A DataKnot, or just knot, is a container for structured, vectorized data. The unitknot is a trivial knot used as the starting point for constructing other knots.

unitknot
#=>
┼──┼
│  │
=#

The unit knot has a single value, an empty tuple. You could get the value of any knot using Julia's get function.

get(unitknot)
#-> ()

Constant Queries

Any Julia value could be converted to a query using the Lift constructor. Queries constructed this way are constant: for each input element they receive, they output the given value.

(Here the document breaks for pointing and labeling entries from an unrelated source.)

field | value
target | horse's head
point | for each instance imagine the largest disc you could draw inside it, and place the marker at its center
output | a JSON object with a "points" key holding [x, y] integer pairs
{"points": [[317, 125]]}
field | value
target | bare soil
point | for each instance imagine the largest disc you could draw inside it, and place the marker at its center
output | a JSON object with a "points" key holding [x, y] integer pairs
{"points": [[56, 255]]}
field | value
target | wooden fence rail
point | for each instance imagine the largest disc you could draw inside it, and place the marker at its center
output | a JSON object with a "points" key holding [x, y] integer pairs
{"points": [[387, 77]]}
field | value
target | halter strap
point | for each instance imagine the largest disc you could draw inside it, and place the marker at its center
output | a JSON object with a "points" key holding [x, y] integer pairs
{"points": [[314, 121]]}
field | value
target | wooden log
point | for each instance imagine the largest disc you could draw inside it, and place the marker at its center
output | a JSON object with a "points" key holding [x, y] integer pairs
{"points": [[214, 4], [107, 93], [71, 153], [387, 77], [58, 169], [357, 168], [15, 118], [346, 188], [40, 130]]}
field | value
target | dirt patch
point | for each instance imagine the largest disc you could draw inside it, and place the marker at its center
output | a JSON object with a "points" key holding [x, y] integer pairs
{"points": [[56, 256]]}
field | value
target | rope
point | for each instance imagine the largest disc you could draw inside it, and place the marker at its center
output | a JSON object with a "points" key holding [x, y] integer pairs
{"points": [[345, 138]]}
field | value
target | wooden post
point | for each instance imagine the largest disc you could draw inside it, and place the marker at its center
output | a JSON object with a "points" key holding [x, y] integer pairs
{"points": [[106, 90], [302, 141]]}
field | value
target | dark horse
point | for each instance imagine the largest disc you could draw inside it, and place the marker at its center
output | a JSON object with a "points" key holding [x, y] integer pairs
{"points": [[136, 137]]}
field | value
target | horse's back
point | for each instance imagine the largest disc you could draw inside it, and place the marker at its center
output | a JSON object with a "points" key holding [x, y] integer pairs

Consider the query Hello, lifted from the string value "Hello World".

Hello = Lift("Hello World")

To query unitknot with Hello, we use indexing notation unitknot[Hello]. In this case, Hello receives () from unitknot and produces the value, "Hello World".

unitknot[Hello]
#=>
┼─────────────┼
│ Hello World │
=#

A Tuple lifted to a constant query is displayed as a table.

unitknot[Lift((name="DataKnots", version="0.1"))]
#=>
│ name       version │
┼────────────────────┼
│ DataKnots  0.1     │
=#

A missing value lifted to a constant query produces no output.

unitknot[Lift(missing)]
#=>
(empty)
=#

A Vector lifted to a constant query will produce plural output.

unitknot[Lift('a':'c')]
#=>
──┼───┼
1 │ a │
2 │ b │
3 │ c │
=#

We call queries constructed this way primitives, as they do not rely upon any other query. There are also combinators, which build new queries from existing ones.

Composition & Identity

Two queries can be connected sequentially using the composition combinator (>>). Consider the composition Lift(1:3) >> Hello. Since Hello produces a value for each input element, preceding it with Lift(1:3) generates three copies of "Hello World".

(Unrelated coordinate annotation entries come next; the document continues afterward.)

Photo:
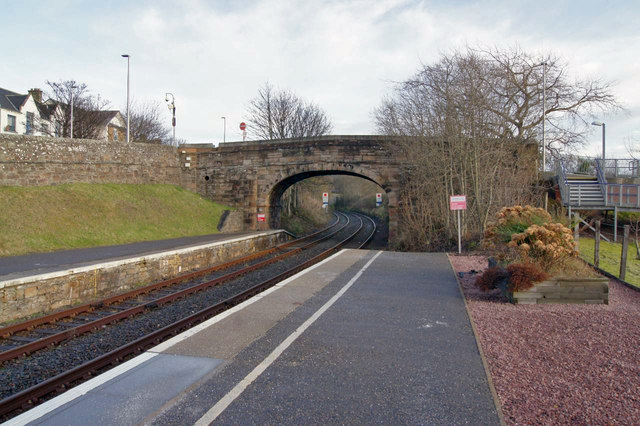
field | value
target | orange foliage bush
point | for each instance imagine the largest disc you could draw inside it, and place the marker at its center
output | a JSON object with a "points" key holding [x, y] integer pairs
{"points": [[509, 221], [547, 244]]}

unitknot[Lift(1:3) >> Hello]
#=>
──┼─────────────┼
1 │ Hello World │
2 │ Hello World │
3 │ Hello World │
=#

If we compose two plural queries, Lift(1:2) and Lift('a':'c'), the output will contain the elements of 'a':'c' repeated twice.

unitknot[Lift(1:2) >> Lift('a':'c')]
#=>
──┼───┼
1 │ a │
2 │ b │
3 │ c │
4 │ a │
5 │ b │
6 │ c │
=#

The identity with respect to query composition is called It. This primitive can be composed with any query without changing the query's output.

unitknot[Hello >> It]
#=>
┼─────────────┼
│ Hello World │
=#

The identity primitive, It, can be used to construct queries which rely upon the output from previous processing.

Increment = It .+ 1
unitknot[Lift(1:3) >> Increment]
#=>
──┼───┼
1 │ 2 │
2 │ 3 │
3 │ 4 │
=#

In DataKnots, queries are built algebraically, starting with query primitives, such as constants (Lift) or the identity (It), and then arranged with with combinators, such as composition (>>). This lets us define sophisticated query components and remix them in creative ways.

The Shape of Data

To discuss the structure and function of queries, we must first describe the shape of DataKnot objects. Shapes are used to track value types, cardinality constraints, field labels, and other properties.

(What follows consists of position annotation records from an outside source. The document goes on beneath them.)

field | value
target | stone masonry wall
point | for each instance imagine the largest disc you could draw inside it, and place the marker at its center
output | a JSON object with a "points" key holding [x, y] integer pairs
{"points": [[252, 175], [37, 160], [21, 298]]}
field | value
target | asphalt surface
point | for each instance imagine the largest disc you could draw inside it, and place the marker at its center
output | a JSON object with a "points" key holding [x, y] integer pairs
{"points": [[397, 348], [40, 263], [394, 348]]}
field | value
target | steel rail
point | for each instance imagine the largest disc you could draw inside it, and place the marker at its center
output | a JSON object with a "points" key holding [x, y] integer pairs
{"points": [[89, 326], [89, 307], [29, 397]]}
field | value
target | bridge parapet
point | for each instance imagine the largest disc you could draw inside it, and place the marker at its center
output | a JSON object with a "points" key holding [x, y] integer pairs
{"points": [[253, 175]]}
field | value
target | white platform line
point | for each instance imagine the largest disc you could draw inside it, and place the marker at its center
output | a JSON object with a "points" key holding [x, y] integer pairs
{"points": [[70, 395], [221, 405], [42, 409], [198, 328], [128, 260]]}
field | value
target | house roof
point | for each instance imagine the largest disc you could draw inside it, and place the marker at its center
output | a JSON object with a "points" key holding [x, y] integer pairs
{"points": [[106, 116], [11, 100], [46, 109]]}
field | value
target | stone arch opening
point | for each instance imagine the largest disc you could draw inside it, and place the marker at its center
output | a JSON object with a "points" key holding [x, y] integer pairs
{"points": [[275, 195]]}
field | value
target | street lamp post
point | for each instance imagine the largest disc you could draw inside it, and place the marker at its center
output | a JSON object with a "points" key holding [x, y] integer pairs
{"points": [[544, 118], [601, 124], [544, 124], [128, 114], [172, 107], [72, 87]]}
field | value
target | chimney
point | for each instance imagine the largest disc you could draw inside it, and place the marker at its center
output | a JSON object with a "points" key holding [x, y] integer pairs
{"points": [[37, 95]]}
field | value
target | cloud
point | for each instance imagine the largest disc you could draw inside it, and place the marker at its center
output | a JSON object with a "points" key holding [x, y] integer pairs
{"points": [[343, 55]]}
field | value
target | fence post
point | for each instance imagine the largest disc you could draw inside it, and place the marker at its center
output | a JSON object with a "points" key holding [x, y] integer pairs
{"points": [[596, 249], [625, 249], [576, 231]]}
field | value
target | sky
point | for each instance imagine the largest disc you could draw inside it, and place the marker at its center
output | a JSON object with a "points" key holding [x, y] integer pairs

To obtain the shape of a knot, use the shape function.

DataKnots.shape(unitknot)
#-> BlockOf(TupleOf(), x1to1)

Here we discover that the shape of the unitknot is a singular block of empty tuples.

Blocks

A block is a collection of elements of a particular type, with the number of its elements satisfying a certain cardinality constraint. Query results are always packaged as a block.

Consider the knot produced by the query Lift('a':'c').

abc = unitknot[Lift('a':'c')]
#=>
──┼───┼
1 │ a │
2 │ b │
3 │ c │
=#

The knot abc contains several character elements wrapped in a single block.

DataKnots.shape(abc)
#-> BlockOf(Char)

Now consider the output of a singular query.

hello = unitknot[Lift("Hello World")]
#=>
┼─────────────┼
│ Hello World │
=#

This knot contains a single string wrapped in a block. Since this block contains exactly one element, its cardinality is :x1to1.

DataKnots.shape(hello)
#-> BlockOf(String, x1to1)

Cardinality

Cardinality restricts the possible number of elements per block: singular means there is at most one value in each block; mandatory means there must be at least one value in each block.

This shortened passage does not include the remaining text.